Schwarzwald-Baar-Kreis. Der EVP-Europaabgeordnete und CDU-Bezirksvorsitzende Andreas Schwab hat die Europawahl im Mai nächsten Jahres bereits im Blick. Flüchtlingskrise, Brexit und vor allem fehlende Einstimmigkeit in Europa erschweren das Handeln der EU, räumt er ein.

Nach einer aktuellen Umfrage bereitet den Deutschen die aktuelle Flüchtlingssituation große Sorgen. Es gibt Zweifel, dass die Grenzen gegen unkontrollierte Zuwanderung gesichert werden können. Was sagen Sie dazu?

Naja, es gibt inzwischen auch wieder viele andere Themen. Und durch verschiedene Maßnahmen kommt nur noch eine geringe Anzahl an Flüchtlingen an unsere Grenzen, das haben die Menschen hier auch registriert. Die Krise von 2015/2016 ist inzwischen weitgehend bewältigt. Aber natürlich nehmen die Bürger auch sehr sensibel wahr, dass eine trügerische Ruhe eingekehrt ist, weil wir nicht wissen, ob irgendwann die nächste Welle aus Afrika kommen könnte. Es bedarf also endlich einer gemeinsamen Anstrengung Europas, um unsere Außengrenzen zu sichern. Doch die Italiener haben ihre Regeln, die Griechen wiederum andere. Solange das so bleibt, ist die Gefahr groß, dass Flüchtlinge am Ende in Deutschland landen, weil es das größte und in vielerlei Hinsicht das attraktivste Land ist.

Was also wollen Sie tun?

Ich werbe dafür, dass wir schon bei der Einreise sicherstellen, dass jeder, der nach Europa kommt, nach einem einheitlichen europäischem Recht erfasst wird. Im europäischen Haushalt muss deshalb ausreichend Geld zur Verfügung gestellt werden, um sicherzustellen, dass Frontex besser und effektiver arbeiten kann. Das ist nicht einfach, und ich glaube nicht, dass Oettingers Vorschlag ausreicht. Er will die EU-Grenzbeamten bis 2027 auf 10 000 Beamte aufstocken. Das ist aus meiner Sicht zu wenig. Wir als CDU setzen uns dafür ein, die Zahl der Frontexbeamten am besten zu verdreifachen.

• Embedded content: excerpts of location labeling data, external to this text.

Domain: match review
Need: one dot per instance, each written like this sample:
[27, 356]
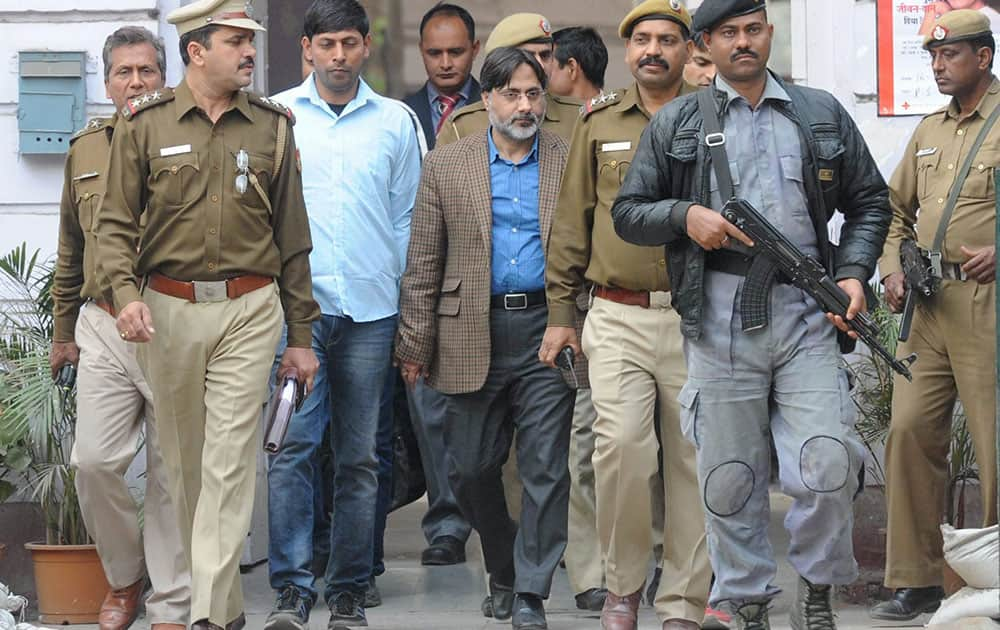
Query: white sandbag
[974, 554]
[968, 602]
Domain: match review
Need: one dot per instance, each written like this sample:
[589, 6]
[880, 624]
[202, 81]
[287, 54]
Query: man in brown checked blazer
[472, 316]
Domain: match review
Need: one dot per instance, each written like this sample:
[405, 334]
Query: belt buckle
[524, 301]
[716, 139]
[210, 290]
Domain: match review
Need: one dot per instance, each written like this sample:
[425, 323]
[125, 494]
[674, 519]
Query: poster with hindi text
[906, 84]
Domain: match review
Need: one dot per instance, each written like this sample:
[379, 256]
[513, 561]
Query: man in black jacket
[448, 46]
[796, 155]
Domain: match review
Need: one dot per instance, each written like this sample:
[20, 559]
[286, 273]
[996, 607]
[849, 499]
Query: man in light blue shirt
[360, 157]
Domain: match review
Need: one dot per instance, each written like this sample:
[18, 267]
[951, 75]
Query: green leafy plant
[37, 418]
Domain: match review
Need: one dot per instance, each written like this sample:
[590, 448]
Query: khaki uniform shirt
[561, 115]
[923, 179]
[77, 275]
[169, 160]
[584, 247]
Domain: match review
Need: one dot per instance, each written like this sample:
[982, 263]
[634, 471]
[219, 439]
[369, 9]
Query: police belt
[207, 290]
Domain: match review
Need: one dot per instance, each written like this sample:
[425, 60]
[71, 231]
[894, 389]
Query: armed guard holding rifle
[797, 157]
[947, 172]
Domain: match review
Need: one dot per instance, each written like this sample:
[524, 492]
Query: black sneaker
[291, 611]
[347, 611]
[373, 598]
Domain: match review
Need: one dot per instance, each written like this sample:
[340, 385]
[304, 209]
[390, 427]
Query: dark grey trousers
[524, 395]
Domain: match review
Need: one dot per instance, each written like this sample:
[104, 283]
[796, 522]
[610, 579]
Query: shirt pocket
[450, 300]
[173, 179]
[612, 167]
[926, 170]
[979, 184]
[87, 194]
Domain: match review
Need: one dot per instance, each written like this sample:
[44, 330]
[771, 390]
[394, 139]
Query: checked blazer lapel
[479, 194]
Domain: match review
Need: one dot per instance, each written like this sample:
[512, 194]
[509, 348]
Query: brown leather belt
[622, 296]
[208, 290]
[106, 307]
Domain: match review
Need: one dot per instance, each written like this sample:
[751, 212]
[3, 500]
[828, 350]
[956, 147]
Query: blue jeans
[354, 361]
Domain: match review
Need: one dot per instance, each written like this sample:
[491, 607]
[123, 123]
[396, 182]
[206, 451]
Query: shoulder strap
[956, 186]
[279, 146]
[716, 141]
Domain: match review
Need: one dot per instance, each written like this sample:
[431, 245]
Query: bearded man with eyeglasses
[472, 316]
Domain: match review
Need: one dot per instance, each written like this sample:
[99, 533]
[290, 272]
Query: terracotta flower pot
[70, 582]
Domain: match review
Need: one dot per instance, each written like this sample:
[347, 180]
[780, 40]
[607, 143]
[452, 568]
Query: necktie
[446, 105]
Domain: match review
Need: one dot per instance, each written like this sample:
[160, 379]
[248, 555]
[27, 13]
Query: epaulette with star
[600, 101]
[269, 103]
[150, 99]
[92, 126]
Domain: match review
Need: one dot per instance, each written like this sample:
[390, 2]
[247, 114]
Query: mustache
[743, 51]
[654, 61]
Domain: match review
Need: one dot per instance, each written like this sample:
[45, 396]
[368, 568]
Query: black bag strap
[956, 186]
[716, 141]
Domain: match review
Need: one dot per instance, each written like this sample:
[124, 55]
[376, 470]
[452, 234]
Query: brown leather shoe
[680, 624]
[121, 607]
[621, 613]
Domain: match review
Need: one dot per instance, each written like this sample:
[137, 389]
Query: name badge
[175, 150]
[616, 146]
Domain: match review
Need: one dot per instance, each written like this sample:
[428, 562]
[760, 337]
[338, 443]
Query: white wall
[29, 200]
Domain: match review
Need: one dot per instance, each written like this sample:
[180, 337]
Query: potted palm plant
[37, 419]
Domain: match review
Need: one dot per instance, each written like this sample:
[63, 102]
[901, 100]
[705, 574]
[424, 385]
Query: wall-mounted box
[52, 95]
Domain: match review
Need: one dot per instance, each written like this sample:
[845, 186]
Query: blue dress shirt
[360, 172]
[518, 255]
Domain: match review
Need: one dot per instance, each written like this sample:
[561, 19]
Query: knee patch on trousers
[824, 464]
[728, 488]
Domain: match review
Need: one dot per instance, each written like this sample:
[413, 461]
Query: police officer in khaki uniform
[113, 398]
[533, 33]
[631, 337]
[954, 330]
[225, 250]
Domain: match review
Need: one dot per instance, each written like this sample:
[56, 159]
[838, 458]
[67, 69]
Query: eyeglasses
[242, 170]
[514, 96]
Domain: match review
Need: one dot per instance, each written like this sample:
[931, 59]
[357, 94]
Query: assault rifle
[771, 254]
[919, 278]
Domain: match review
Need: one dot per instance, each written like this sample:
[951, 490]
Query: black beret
[711, 12]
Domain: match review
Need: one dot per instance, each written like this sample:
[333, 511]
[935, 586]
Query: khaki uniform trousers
[954, 336]
[208, 366]
[112, 401]
[636, 367]
[584, 568]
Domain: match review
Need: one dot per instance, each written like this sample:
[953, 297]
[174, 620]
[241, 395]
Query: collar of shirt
[307, 91]
[983, 108]
[463, 94]
[495, 154]
[185, 102]
[772, 91]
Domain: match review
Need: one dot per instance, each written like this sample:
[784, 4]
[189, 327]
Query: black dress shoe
[502, 599]
[592, 599]
[908, 603]
[443, 551]
[529, 614]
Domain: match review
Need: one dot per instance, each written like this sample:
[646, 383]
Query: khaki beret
[518, 29]
[238, 13]
[956, 26]
[671, 10]
[712, 12]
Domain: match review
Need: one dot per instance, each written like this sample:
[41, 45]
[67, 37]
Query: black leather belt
[734, 263]
[517, 301]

Es ist immer wieder frustrierend zu sehen, dass die Mitgliedstaaten bei den Fragen der Flüchtlingspolitik zu keiner Einigung kommen. Solange die EU-Länder aber nicht mit einer Stimme sprechen, sind die Probleme nicht lösbar.

Es wurde der Ruf nach schnelleren Abschiebungen von Asylbewerbern laut, die keine Bleibeperspektive haben. Wie sollte es weitergehen?

Wenn jemand erst mal in der EU drin ist und kein Recht hat, zu bleiben, ist es am Ende gar nicht so leicht, ihn nach Abschluss aller Verfahren zurück zu bringen. Der "Verlust" von Ausweispapieren ist ein Problem für den Nachweis des Herkunftslandes. Aber selbst wenn eine Abschiebung gerichtlich vollzogen werden soll und das Herkunftsland den Abzuschiebenden aufnehmen will, bleiben noch immer Hürden, zum Beispiel, weil gesundheitliche Probleme auftreten oder kein Platz in der Linienmaschine zur Verfügung steht. Auch Innenminister Seehofer hat einräumen müssen, dass das "Schließen der Grenze in Bayern" vier oder fünf Flüchtlinge pro Tag effektiv an der Einreise hindern würde. Die meisten haben ein Aufenthaltsrecht in der Schengen-Zone. Aus meiner Sicht bleibt deshalb unsere erste Aufgabe, die Sicherung unserer Grenzen im Hinblick auf mögliche neue Flüchtlinge. Wir können nicht alle Menschen aufnehmen, die nach Europa wollen. Aber wir sollten den Menschen, die Asylgründe nachweisen, mit einheitlichen Regeln Europas gegenübertreten. Damit wäre der Primärmigration wirkungsvoll begegnet. Zur Bewältigung der Sekundärmigration brächten wir weitere Maßnahmen: Zentrale Aufnahmeeinrichtungen in den Erstaufnahmeländern wie Griechenland und Italien, einen europäischen Verteilmechanismus und noch mehr sichere Herkunftsländer. Mit diesen müssen neue Abkommen geschlossen werden, damit sie Flüchtlinge noch aktiver zurücknehmen. Mit Ägypten gibt es beispielsweise die Idee, kostengünstige Unterkünfte zu bauen, Dadurch könnten für diese Länder auch innenpolitisch neue Anreize zur Flüchtlingsrücknahme geschaffen werden. So lange Libyen mangels stabiler Regierung offen bleibt, ist das Tor nach Europa aber nicht geschlossen. Gleichwohl sehen wir ja, dass schon kleine Änderungen der Grenzländer in der Praxis schnell Auswirkungen zeigen: derzeit scheint Spanien wieder stärker als Tor nach Europa zu gelten, weil die italienische Regierung ziemlich streng vorgegangen ist in den letzten Monaten.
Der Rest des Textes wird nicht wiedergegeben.